Single by Cameo

from the album Word Up!
- B-side: "She's Strange"
- Released: 1986
- Genre: Electro-funk; R&B;
- Length: 5:39; 4:20 (7-inch edit);
- Label: Atlanta Artists
- Songwriters: Larry Blackmon; Thomas Jenkins;
- Producer: Larry Blackmon

Cameo singles chronology
| "Word Up!" (1986) | "Candy" (1986) | "Back and Forth" (1987) |

Music video
- "Candy" on YouTube

= Candy (Cameo song) =

"Candy" is a song by the American funk band Cameo, released as the second single from their 1986 album Word Up!. The song features a solo by saxophonist Michael Brecker. "Honey", a reworked version with different lyrics was included on their next album, Machismo.

==Charts==
In America, "Candy" reached number 21 on the Billboard Hot 100 and number 1 on the R&B charts in early 1987, causing Aretha Franklin's "Jimmy Lee" to stop at number 2.

"Candy" also made the Top 10 on the US Dance charts and number 27 in the United Kingdom in late 1986.

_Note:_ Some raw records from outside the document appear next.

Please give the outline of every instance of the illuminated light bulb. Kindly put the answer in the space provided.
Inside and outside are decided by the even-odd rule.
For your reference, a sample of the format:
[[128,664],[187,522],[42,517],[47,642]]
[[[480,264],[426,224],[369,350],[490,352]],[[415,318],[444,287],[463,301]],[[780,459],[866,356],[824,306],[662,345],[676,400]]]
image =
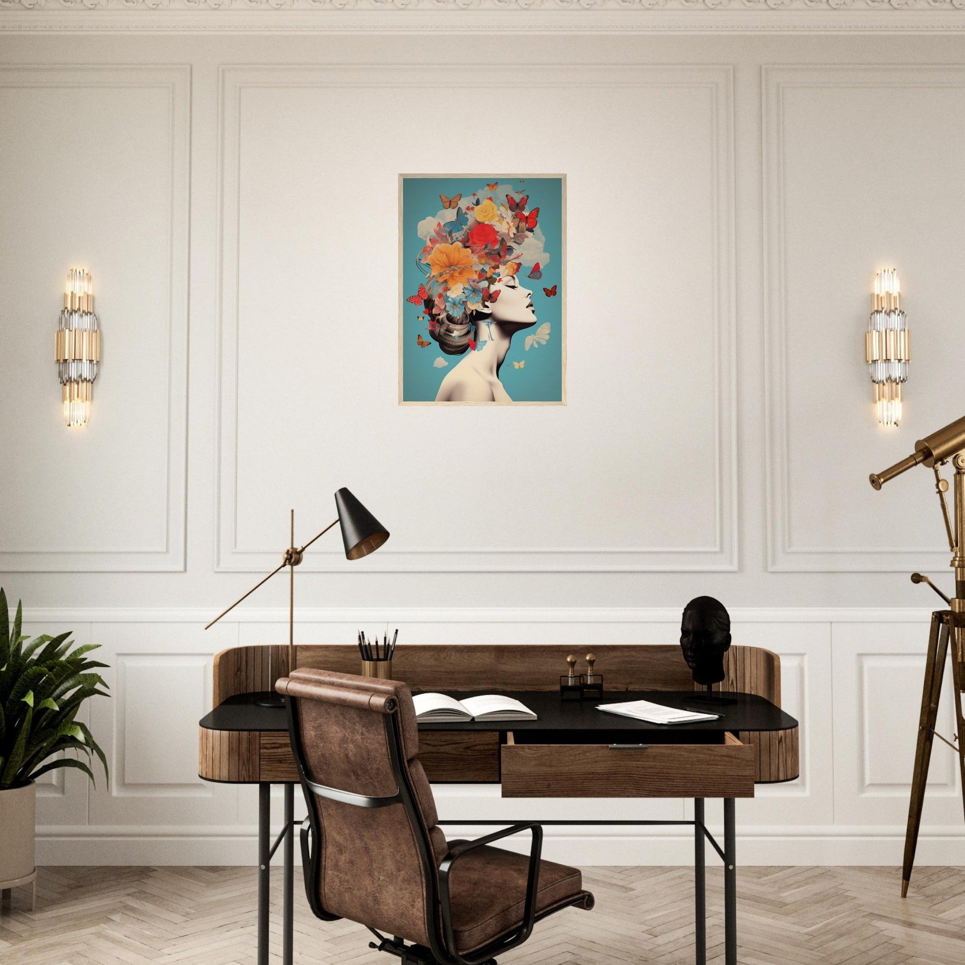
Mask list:
[[68,272],[54,355],[64,420],[71,428],[84,426],[91,417],[94,380],[100,362],[100,324],[94,314],[94,284],[83,268]]
[[874,276],[871,317],[865,332],[865,361],[871,375],[874,405],[882,426],[901,421],[903,386],[911,360],[911,332],[901,308],[901,284],[894,268]]

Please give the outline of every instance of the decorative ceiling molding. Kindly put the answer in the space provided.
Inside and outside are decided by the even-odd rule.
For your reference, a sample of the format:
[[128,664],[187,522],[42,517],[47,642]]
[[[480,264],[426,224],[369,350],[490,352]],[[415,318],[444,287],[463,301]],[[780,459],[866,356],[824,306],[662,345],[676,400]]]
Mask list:
[[962,34],[965,0],[0,0],[0,35],[480,31]]

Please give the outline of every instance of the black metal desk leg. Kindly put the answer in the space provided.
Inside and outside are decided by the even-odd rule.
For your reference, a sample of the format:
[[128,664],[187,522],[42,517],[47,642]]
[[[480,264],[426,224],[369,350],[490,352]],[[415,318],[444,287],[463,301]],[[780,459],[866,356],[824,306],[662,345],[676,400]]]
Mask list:
[[737,836],[734,800],[724,798],[724,962],[737,965]]
[[294,933],[292,898],[294,896],[295,854],[295,786],[285,786],[285,906],[282,938],[283,965],[291,965],[292,937]]
[[271,785],[258,786],[258,965],[268,965],[268,875],[271,871]]
[[703,798],[694,798],[694,943],[697,965],[707,965],[707,892],[703,853]]

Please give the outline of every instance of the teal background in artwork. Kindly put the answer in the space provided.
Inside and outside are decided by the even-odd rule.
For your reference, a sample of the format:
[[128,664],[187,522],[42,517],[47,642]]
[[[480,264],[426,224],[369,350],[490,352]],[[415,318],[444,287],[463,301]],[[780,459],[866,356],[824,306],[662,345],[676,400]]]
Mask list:
[[[414,295],[419,286],[425,280],[425,275],[416,264],[416,258],[422,251],[425,242],[419,237],[417,226],[423,218],[436,214],[442,207],[439,195],[452,198],[461,194],[464,204],[468,198],[482,201],[489,197],[486,183],[497,180],[491,178],[402,178],[402,213],[401,213],[401,245],[402,245],[402,401],[431,402],[439,391],[439,383],[446,374],[453,371],[464,356],[446,355],[429,338],[427,321],[420,321],[422,308],[405,301],[408,295]],[[500,369],[500,381],[506,387],[510,398],[514,402],[559,402],[563,400],[563,179],[562,178],[524,178],[522,183],[518,178],[499,178],[500,186],[511,184],[522,188],[530,196],[526,209],[539,208],[539,228],[545,236],[544,250],[550,256],[550,262],[543,269],[539,281],[527,278],[530,268],[525,266],[519,270],[519,282],[527,289],[533,290],[533,307],[537,315],[537,323],[532,328],[517,332],[512,338],[512,345],[503,368]],[[482,193],[479,192],[480,188]],[[494,193],[494,192],[493,192]],[[505,201],[504,198],[493,197],[493,201]],[[548,298],[543,293],[543,288],[557,286],[557,294]],[[529,351],[524,349],[527,335],[532,335],[544,321],[550,323],[550,336],[545,345],[534,345]],[[432,342],[428,348],[420,348],[417,336]],[[449,365],[436,369],[432,363],[437,358],[444,358]],[[515,369],[512,362],[526,360],[523,369]]]

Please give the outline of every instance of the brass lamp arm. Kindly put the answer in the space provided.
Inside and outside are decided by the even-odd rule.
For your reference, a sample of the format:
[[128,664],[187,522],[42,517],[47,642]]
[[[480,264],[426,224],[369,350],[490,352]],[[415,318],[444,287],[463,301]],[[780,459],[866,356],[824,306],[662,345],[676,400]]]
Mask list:
[[323,537],[323,536],[324,536],[324,535],[325,535],[325,534],[326,534],[326,533],[327,533],[327,532],[328,532],[328,531],[329,531],[329,530],[330,530],[330,529],[331,529],[331,528],[332,528],[332,527],[333,527],[333,526],[334,526],[334,525],[335,525],[335,524],[336,524],[336,523],[337,523],[338,521],[339,521],[339,517],[338,517],[338,516],[336,516],[336,517],[335,517],[335,519],[333,519],[333,520],[332,520],[332,521],[331,521],[331,522],[330,522],[330,523],[329,523],[329,524],[328,524],[328,525],[327,525],[327,526],[326,526],[326,527],[325,527],[325,528],[324,528],[324,529],[323,529],[323,530],[322,530],[322,531],[321,531],[321,532],[320,532],[320,533],[318,534],[318,536],[317,536],[317,537],[312,537],[312,538],[311,538],[311,539],[309,539],[309,541],[308,541],[307,543],[305,543],[305,545],[304,545],[304,546],[302,546],[302,547],[301,547],[301,549],[299,549],[299,550],[298,550],[298,552],[299,552],[299,553],[304,553],[304,552],[305,552],[305,550],[307,550],[307,549],[309,548],[309,546],[311,546],[311,545],[312,545],[312,543],[314,543],[314,542],[316,541],[316,539],[317,539],[317,538],[318,538],[318,537]]
[[262,583],[267,583],[268,580],[270,580],[272,576],[275,575],[275,573],[277,573],[280,569],[284,569],[288,565],[289,565],[288,559],[283,560],[270,573],[268,573],[267,576],[264,577],[264,579],[259,580],[258,583],[256,583],[255,586],[253,586],[251,590],[248,591],[248,593],[246,593],[243,596],[239,596],[227,610],[223,610],[221,613],[219,613],[218,616],[215,617],[214,620],[212,620],[211,622],[205,627],[205,629],[207,630],[208,626],[213,626],[215,623],[217,623],[217,621],[221,620],[221,618],[224,617],[226,613],[231,613],[232,610],[234,610],[234,607],[236,607],[238,603],[241,602],[241,600],[251,596],[251,594],[256,590],[258,590],[258,588]]
[[[304,546],[301,547],[291,546],[289,549],[287,549],[285,551],[285,558],[277,566],[275,566],[275,568],[270,573],[268,573],[267,576],[259,580],[258,583],[256,583],[255,586],[253,586],[251,590],[248,591],[248,593],[244,593],[242,596],[239,596],[227,610],[223,610],[221,613],[219,613],[218,616],[215,617],[214,620],[212,620],[211,622],[205,627],[205,629],[207,630],[208,626],[213,626],[215,623],[217,623],[219,620],[221,620],[222,617],[224,617],[226,614],[231,613],[232,610],[234,610],[234,607],[238,605],[238,603],[240,603],[243,599],[247,599],[249,596],[251,596],[251,594],[256,590],[258,590],[258,588],[262,586],[262,583],[267,583],[268,580],[270,580],[272,576],[274,576],[275,573],[277,573],[279,570],[284,569],[286,566],[294,566],[297,564],[301,563],[302,553],[304,553],[305,550],[307,550],[309,546],[311,546],[312,543],[316,541],[316,539],[317,539],[319,537],[323,537],[338,521],[339,521],[338,517],[336,517],[335,520],[329,523],[317,536],[315,536],[311,539],[309,539],[309,541],[305,543]],[[292,540],[292,542],[294,540]]]

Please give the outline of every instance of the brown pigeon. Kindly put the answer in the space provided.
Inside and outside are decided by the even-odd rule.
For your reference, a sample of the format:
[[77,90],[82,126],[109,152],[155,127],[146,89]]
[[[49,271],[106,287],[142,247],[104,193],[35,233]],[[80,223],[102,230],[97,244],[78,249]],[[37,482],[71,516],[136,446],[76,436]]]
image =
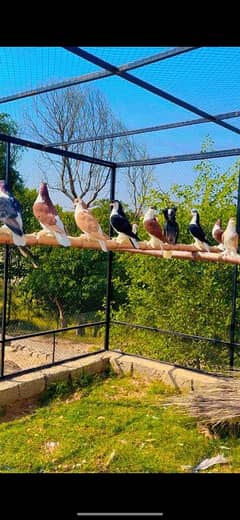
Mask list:
[[81,198],[74,199],[74,218],[78,228],[83,231],[88,240],[97,240],[102,251],[108,252],[106,239],[108,236],[103,233],[97,219],[92,215],[87,204]]
[[216,242],[218,242],[218,248],[223,250],[223,229],[222,221],[220,218],[217,219],[216,223],[212,228],[212,237],[214,238],[214,240],[216,240]]
[[158,247],[164,241],[162,228],[155,217],[155,209],[151,206],[143,217],[143,225],[151,237],[153,247]]
[[46,182],[41,182],[40,184],[38,197],[33,204],[33,214],[44,231],[55,236],[61,246],[68,247],[71,245],[66,235],[64,225],[49,197]]

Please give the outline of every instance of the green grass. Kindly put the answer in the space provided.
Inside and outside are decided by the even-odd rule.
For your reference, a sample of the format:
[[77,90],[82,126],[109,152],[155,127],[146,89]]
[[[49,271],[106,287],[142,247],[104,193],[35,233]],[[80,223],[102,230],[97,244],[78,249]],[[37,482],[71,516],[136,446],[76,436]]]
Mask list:
[[219,453],[231,462],[206,472],[240,472],[240,441],[205,437],[173,393],[111,374],[53,385],[31,414],[0,424],[0,472],[184,473]]

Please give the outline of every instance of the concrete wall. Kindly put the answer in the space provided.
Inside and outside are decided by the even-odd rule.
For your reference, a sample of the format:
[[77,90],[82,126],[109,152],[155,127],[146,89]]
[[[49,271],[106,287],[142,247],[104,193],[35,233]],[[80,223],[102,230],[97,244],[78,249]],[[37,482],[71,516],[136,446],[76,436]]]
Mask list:
[[159,379],[174,386],[180,391],[194,391],[206,385],[216,385],[224,379],[196,370],[178,368],[168,363],[129,356],[121,352],[104,352],[0,381],[0,406],[40,395],[51,383],[74,380],[82,374],[99,374],[109,366],[114,372],[120,374],[145,374],[149,378]]

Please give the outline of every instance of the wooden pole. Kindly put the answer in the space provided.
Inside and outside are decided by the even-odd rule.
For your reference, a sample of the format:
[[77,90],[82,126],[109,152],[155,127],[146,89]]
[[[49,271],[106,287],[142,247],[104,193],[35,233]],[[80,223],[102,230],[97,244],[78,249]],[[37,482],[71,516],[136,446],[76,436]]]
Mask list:
[[[27,246],[59,246],[59,243],[52,235],[40,233],[26,234]],[[69,237],[71,246],[80,249],[101,249],[97,240],[88,240],[85,235],[78,237]],[[118,251],[122,253],[142,254],[147,256],[156,256],[159,258],[179,258],[182,260],[202,261],[202,262],[220,262],[228,264],[240,264],[240,255],[224,256],[218,247],[209,247],[210,252],[199,251],[195,245],[192,244],[163,244],[162,248],[152,248],[147,241],[139,242],[139,249],[133,248],[128,240],[124,244],[119,243],[115,238],[105,239],[109,251]],[[0,228],[0,245],[12,245],[12,234],[5,228]]]

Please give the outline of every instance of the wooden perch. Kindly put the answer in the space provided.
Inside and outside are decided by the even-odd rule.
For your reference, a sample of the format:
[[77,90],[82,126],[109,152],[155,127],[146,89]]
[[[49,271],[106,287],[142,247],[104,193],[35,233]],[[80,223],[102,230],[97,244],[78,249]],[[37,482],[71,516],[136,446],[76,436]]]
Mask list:
[[[45,234],[42,231],[26,234],[27,246],[58,246],[59,243],[53,235]],[[78,237],[70,237],[72,247],[80,249],[101,249],[99,242],[88,239],[85,235]],[[0,245],[13,244],[12,234],[6,229],[0,228]],[[202,262],[221,262],[229,264],[240,264],[240,255],[223,256],[222,251],[218,247],[209,247],[210,252],[199,251],[195,245],[192,244],[163,244],[162,249],[151,248],[149,242],[139,242],[139,249],[133,248],[132,244],[126,240],[124,243],[119,243],[116,238],[109,238],[106,240],[106,245],[109,251],[121,251],[133,254],[142,254],[148,256],[157,256],[159,258],[180,258],[182,260],[193,260]]]

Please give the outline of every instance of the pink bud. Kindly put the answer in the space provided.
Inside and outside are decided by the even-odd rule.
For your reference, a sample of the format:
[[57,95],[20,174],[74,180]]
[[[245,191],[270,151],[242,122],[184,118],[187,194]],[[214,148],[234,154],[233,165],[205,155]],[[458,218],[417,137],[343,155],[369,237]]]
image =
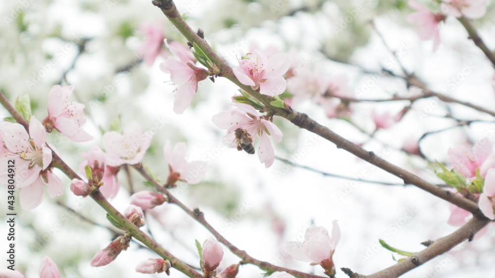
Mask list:
[[109,244],[98,253],[91,260],[91,266],[101,267],[111,263],[122,250],[127,250],[131,237],[121,235],[115,238]]
[[91,188],[86,182],[74,178],[70,183],[70,190],[77,196],[86,197],[91,192]]
[[12,271],[9,269],[0,270],[0,277],[1,278],[25,278],[18,271],[16,270]]
[[138,264],[136,272],[149,274],[163,272],[164,262],[163,259],[148,259]]
[[231,265],[222,271],[218,275],[219,278],[235,278],[239,270],[239,264]]
[[48,257],[46,256],[40,267],[40,278],[60,278],[55,263]]
[[203,245],[203,264],[205,270],[210,272],[215,270],[223,257],[223,250],[218,241],[210,238]]
[[146,221],[145,221],[145,216],[143,210],[139,207],[134,205],[129,205],[129,207],[124,211],[124,216],[129,221],[134,223],[137,227],[142,227],[145,225]]
[[131,204],[143,210],[152,209],[165,202],[163,194],[151,191],[141,191],[131,196]]

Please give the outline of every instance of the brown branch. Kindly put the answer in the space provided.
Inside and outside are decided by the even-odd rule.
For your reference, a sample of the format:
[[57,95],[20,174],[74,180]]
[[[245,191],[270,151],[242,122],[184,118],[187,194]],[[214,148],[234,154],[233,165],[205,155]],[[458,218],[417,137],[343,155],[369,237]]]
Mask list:
[[[348,271],[351,278],[396,278],[437,256],[446,253],[466,239],[471,241],[475,234],[492,221],[486,217],[474,218],[446,236],[435,240],[428,247],[403,261],[373,274],[359,275]],[[344,271],[344,270],[343,270]]]

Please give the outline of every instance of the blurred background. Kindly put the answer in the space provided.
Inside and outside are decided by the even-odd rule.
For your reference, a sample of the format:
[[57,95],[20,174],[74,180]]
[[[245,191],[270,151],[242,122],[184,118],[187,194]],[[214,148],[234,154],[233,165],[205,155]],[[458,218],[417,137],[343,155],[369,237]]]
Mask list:
[[[489,1],[486,14],[474,21],[492,46],[493,3]],[[423,4],[439,10],[437,3]],[[431,40],[422,41],[406,20],[415,11],[405,1],[179,0],[176,4],[192,27],[201,28],[210,45],[233,66],[256,49],[289,54],[294,68],[298,69],[288,79],[286,97],[293,108],[429,182],[442,183],[435,176],[434,163],[437,160],[448,167],[449,148],[494,141],[493,117],[437,99],[354,102],[329,97],[331,103],[325,106],[310,98],[296,98],[299,90],[310,91],[314,85],[301,85],[298,77],[309,76],[307,82],[317,75],[335,80],[349,99],[416,96],[417,88],[408,88],[404,80],[393,76],[403,76],[401,64],[432,90],[485,108],[495,107],[493,68],[455,18],[441,23],[441,45],[433,52]],[[143,46],[150,39],[150,29],[169,41],[187,41],[150,1],[1,1],[0,11],[0,90],[11,103],[28,94],[33,114],[43,119],[51,87],[71,85],[75,87],[71,100],[86,106],[84,127],[94,140],[76,143],[56,132],[48,136],[47,141],[62,159],[78,169],[84,160],[82,153],[95,145],[102,147],[102,131],[112,123],[125,126],[135,120],[153,136],[143,163],[164,182],[168,172],[162,152],[165,141],[185,142],[189,160],[205,161],[210,169],[203,182],[181,184],[173,192],[190,208],[199,208],[228,240],[258,259],[323,276],[319,266],[288,256],[286,242],[302,240],[311,224],[331,230],[332,221],[338,220],[342,236],[333,256],[337,277],[346,277],[341,267],[370,274],[396,263],[379,239],[416,252],[423,249],[421,242],[458,228],[447,223],[448,203],[413,186],[400,185],[399,178],[283,119],[274,120],[284,134],[281,142],[273,142],[276,156],[328,174],[279,160],[265,168],[257,156],[225,147],[221,141],[225,130],[211,120],[229,109],[232,96],[238,93],[224,79],[200,82],[191,107],[176,114],[175,86],[159,68],[169,53],[162,46],[160,55],[147,60]],[[396,52],[396,57],[388,49]],[[394,120],[387,128],[377,128],[374,113],[388,113]],[[403,116],[395,117],[398,114]],[[0,109],[0,115],[9,115]],[[462,123],[472,120],[477,121]],[[420,138],[422,155],[417,153]],[[64,182],[62,196],[52,199],[45,193],[42,204],[30,211],[21,211],[17,203],[16,270],[27,278],[37,277],[43,258],[49,256],[67,278],[164,275],[135,272],[139,262],[157,257],[134,241],[108,266],[91,267],[93,256],[115,235],[105,227],[111,225],[103,209],[90,198],[74,196],[68,178],[55,173]],[[121,188],[110,200],[121,211],[132,192],[150,189],[133,169],[129,175],[130,179],[124,171],[119,173]],[[6,196],[5,188],[0,198],[6,200]],[[5,232],[0,245],[6,250],[6,204],[0,206],[0,227]],[[184,262],[198,267],[194,240],[202,242],[211,236],[205,228],[172,205],[148,212],[147,221],[144,230]],[[461,244],[449,256],[440,256],[403,277],[495,277],[494,240],[494,230],[489,227],[484,235]],[[6,267],[5,259],[0,262],[0,267]],[[238,262],[226,249],[219,269]],[[174,270],[171,276],[185,277]],[[238,277],[262,276],[259,269],[245,265]]]

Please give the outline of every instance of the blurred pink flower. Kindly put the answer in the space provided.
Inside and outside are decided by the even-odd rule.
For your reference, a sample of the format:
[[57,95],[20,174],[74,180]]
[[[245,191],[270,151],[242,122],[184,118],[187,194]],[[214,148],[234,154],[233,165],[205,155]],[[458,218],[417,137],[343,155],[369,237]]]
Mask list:
[[109,166],[139,163],[150,143],[151,138],[144,136],[141,126],[135,121],[128,123],[122,133],[108,131],[103,135]]
[[167,43],[165,45],[175,56],[169,56],[160,64],[160,69],[170,74],[172,82],[177,85],[174,112],[182,114],[189,107],[193,97],[198,92],[198,82],[205,79],[210,72],[204,68],[194,65],[196,60],[190,52],[179,49]]
[[143,210],[152,209],[165,202],[163,194],[151,191],[140,191],[131,196],[131,204],[139,207]]
[[62,180],[56,175],[47,171],[39,176],[33,183],[21,188],[19,196],[22,209],[29,211],[41,204],[45,184],[50,198],[55,198],[63,193]]
[[441,13],[432,13],[414,0],[409,0],[408,3],[409,6],[420,11],[407,16],[407,21],[416,25],[421,40],[426,41],[433,39],[433,52],[436,51],[440,44],[439,23],[445,20],[445,15]]
[[101,267],[111,263],[122,250],[127,250],[130,240],[130,236],[122,235],[114,239],[93,257],[91,260],[91,266]]
[[164,50],[162,47],[163,43],[163,23],[159,21],[156,23],[142,22],[139,25],[139,29],[145,35],[145,39],[138,49],[138,52],[142,55],[145,62],[150,66],[158,55],[166,57]]
[[493,220],[495,210],[495,169],[491,169],[487,174],[483,186],[483,193],[480,195],[480,209],[485,216]]
[[70,190],[76,196],[86,197],[91,191],[88,183],[78,178],[74,178],[70,183]]
[[394,116],[388,111],[382,114],[378,114],[376,110],[371,112],[371,118],[375,122],[377,129],[386,129],[392,126],[395,122],[394,118]]
[[201,254],[204,269],[210,272],[215,270],[220,265],[223,258],[223,249],[218,241],[213,238],[210,238],[203,244]]
[[40,278],[60,278],[58,269],[55,263],[48,257],[45,256],[40,267]]
[[265,167],[270,167],[275,161],[275,152],[268,135],[271,135],[275,142],[280,142],[282,131],[273,122],[263,118],[262,116],[260,117],[252,106],[238,103],[235,103],[234,105],[239,109],[221,112],[211,119],[217,126],[227,130],[227,135],[223,138],[224,142],[231,148],[235,147],[235,130],[239,128],[245,129],[253,140],[259,136],[258,157],[261,163],[265,164]]
[[[136,272],[152,274],[167,271],[170,268],[170,262],[163,259],[148,259],[141,262],[136,266]],[[167,273],[167,274],[170,275]]]
[[175,144],[173,152],[170,143],[167,140],[163,147],[165,160],[168,162],[170,172],[167,184],[175,184],[178,180],[185,181],[190,184],[196,184],[204,177],[208,170],[208,166],[202,161],[188,162],[186,159],[187,150],[183,142]]
[[[86,176],[84,167],[86,165],[89,165],[92,170],[93,176],[98,176],[100,181],[103,183],[99,188],[101,194],[106,198],[114,197],[120,187],[116,176],[118,168],[106,166],[105,154],[98,146],[93,146],[90,149],[89,153],[81,155],[86,159],[86,161],[79,165],[79,172]],[[98,162],[95,163],[95,161]]]
[[480,18],[487,12],[487,0],[442,0],[442,10],[449,15]]
[[476,175],[476,168],[481,167],[492,153],[490,143],[479,144],[472,148],[459,146],[448,149],[448,160],[454,169],[468,177]]
[[[0,158],[2,165],[8,160],[15,160],[16,177],[18,188],[33,184],[51,163],[51,150],[47,146],[46,132],[43,125],[33,116],[29,124],[29,134],[20,124],[6,121],[0,123],[0,132],[6,150]],[[8,179],[7,167],[0,169],[0,179]],[[42,187],[43,188],[43,187]]]
[[289,56],[275,54],[269,58],[259,50],[249,53],[239,61],[234,74],[242,84],[267,96],[276,96],[285,91],[287,82],[283,77],[291,65]]
[[73,90],[73,86],[51,87],[48,96],[48,115],[43,120],[43,125],[49,132],[54,127],[75,142],[93,140],[93,137],[81,127],[86,122],[84,105],[69,101]]
[[324,227],[311,226],[306,230],[303,242],[288,242],[289,254],[299,261],[317,264],[331,259],[341,237],[337,221],[334,220],[333,224],[331,237]]

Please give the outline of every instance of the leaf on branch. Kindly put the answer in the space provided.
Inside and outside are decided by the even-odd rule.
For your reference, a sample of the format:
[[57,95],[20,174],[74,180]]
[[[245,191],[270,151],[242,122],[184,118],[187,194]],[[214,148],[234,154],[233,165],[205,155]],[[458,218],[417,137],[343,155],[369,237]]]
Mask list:
[[31,101],[29,100],[29,95],[26,94],[15,99],[15,109],[26,120],[29,121],[32,115],[31,111]]
[[113,225],[114,227],[117,228],[117,229],[120,229],[121,230],[124,230],[124,227],[122,227],[122,225],[119,223],[112,216],[108,214],[106,214],[106,219],[108,220],[110,224]]
[[464,175],[453,169],[448,170],[442,163],[436,160],[435,161],[442,168],[442,172],[436,170],[435,171],[435,174],[439,178],[459,191],[463,191],[467,187],[466,177]]
[[[382,245],[382,246],[383,248],[385,248],[386,249],[390,250],[392,252],[396,253],[397,254],[398,254],[399,255],[402,255],[402,256],[405,256],[406,257],[409,257],[415,254],[414,252],[403,251],[400,249],[398,249],[397,248],[393,247],[390,245],[389,245],[388,244],[387,244],[386,242],[385,242],[383,239],[380,239],[379,242],[380,244]],[[395,258],[394,258],[394,260],[395,260]]]

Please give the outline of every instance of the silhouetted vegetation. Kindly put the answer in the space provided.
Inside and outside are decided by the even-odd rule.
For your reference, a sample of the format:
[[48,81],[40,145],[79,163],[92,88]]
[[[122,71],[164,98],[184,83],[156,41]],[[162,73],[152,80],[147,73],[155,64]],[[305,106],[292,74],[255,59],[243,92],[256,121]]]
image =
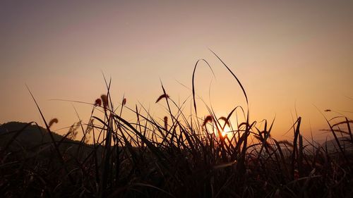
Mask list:
[[[129,108],[126,99],[115,108],[106,82],[107,92],[92,104],[89,122],[76,123],[64,137],[44,116],[45,129],[35,123],[1,125],[1,197],[352,197],[352,120],[328,120],[335,138],[330,144],[306,140],[300,117],[293,139],[282,141],[270,135],[274,120],[260,127],[249,119],[247,106],[222,117],[206,106],[209,115],[201,118],[197,66],[191,115],[162,85],[156,102],[168,115],[162,118],[143,106]],[[240,81],[224,66],[247,103]],[[136,121],[124,118],[124,109],[135,113]],[[237,125],[229,121],[234,114]],[[226,125],[230,131],[224,135]],[[78,131],[82,138],[74,141]]]

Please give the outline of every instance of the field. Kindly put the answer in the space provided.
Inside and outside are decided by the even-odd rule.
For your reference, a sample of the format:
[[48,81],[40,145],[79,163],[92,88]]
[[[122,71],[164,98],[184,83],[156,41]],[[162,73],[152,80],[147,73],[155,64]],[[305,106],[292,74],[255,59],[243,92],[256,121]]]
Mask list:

| Chart (1986–1987) | Peak position |
|---|---|
| UK Singles (Official Charts) | 27 |
| US Billboard Hot 100 | 21 |
| US Dance Club Songs (Billboard) | 10 |
| US Hot R&B/Hip-Hop Songs (Billboard) | 1 |

==Certifications==

| Region | Certification | Certified units/sales |
| United Kingdom (BPI) | Silver | 200,000^{‡} |
^{‡} Sales+streaming figures based on certification alone.

==Music video==
The music video, shot on film, was directed by Polish filmmaker Zbigniew Rybczyński. Set against a backdrop of Times Square and various neon signs, the video features a high level of video compositing, with multiple layers of the band members and dancers appearing on screen in varying sizes and depths of field at once.

==Samples==
The song has been sampled by various artists, including Will Smith ("Candy", on his album Big Willie Style) and Mariah Carey ("Loverboy", on the soundtrack to the film Glitter); the latter song would reach #2 on the Billboard Hot 100 in 2001. The Black Eyed Peas sampled it for the song "Ba Bump" from their album Monkey Business. Tichina Arnold sampled the basis for her song "Sweet Love" off her album Soul Free. The song was also sampled by R&B singer Jacquees on his song "Come Thru" which features hip-hop artist Rich Homie Quan. It was also sampled by 8ball & MJG on "Just Like Candy" off the Suave House Records compilation album The Album of the Year. Rapper Snoop Dogg sampled a portion of the song for his 2026 single “Step” featuring Swizz Beatz.

The song's lyrics, "You're giving me a heart attack, It's the kind I like" were interpolated in the New Radicals song "Mother We Just Can't Get Enough" as "You're a heart attack, just the kind I like".